John's  bushings pop when I pull them out of the tube, and won't even go in if  the tube isn't clean.  I had to think about how to word that...:tongue:

Looking forward to being a tester for Lee.

Harry


----------



## Novicewoodworker (Feb 1, 2014)

I, also, would like to see some slimline TBC bushings.


----------



## monark88 (Feb 1, 2014)

Majestic Jr, Squire, Cigar.


----------



## LeeR (Feb 1, 2014)

Dan Masshardt said:


> Having a few to individuals to judge as you say is a good idea.
> 
> Lee, nobody is doubting the quality of the machine or your friend.
> 
> ...



Dan,

I appreciate your comments.  But, as I said, nobody here knows me, so I would expect some uncertainty from members of this forum.  So far, I am very encouraged by the support and enthusiasm expressed here and in PMs to me.

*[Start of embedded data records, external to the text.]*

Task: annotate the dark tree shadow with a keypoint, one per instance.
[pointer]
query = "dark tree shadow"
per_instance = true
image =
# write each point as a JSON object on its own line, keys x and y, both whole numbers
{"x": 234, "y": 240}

I will probably not post an update until sometime Monday.  I live in Colorado, and so my wife and I, kids and grandkids, are just a bit preoccupied with excitement and anticipation concerning tomorrow's Super Bowl.  

At the risk of alienating a few of you, let me just say ...

GO BRONCOS!


----------



## Smitty37 (Feb 1, 2014)

LeeR said:


> The first pen I turned was a 7mm Streamline Flat Top (mandrel bushing 14A), and I prefer the lines of these to standard Slimlines (bushing 1A). I also have Streamline Round Tops in my inventory, yet another bushing style -- 18A. I guess that would be 3 sets I'd do, probably in the future. Unless the overwhelming response is Slimline or variants!


comfort and creekline (Not exactly the same as streamline round top)


----------



## thewishman (Feb 2, 2014)

Sketch pencil bushings would make me very happy!


----------



## BSea (Feb 2, 2014)

I voted no, but that's just because I have most of the bushings I need from John. If you can make bushings to his quality, you'll have a winner.  I don't know if you'll make much money, but I believe you'll have a steady business. 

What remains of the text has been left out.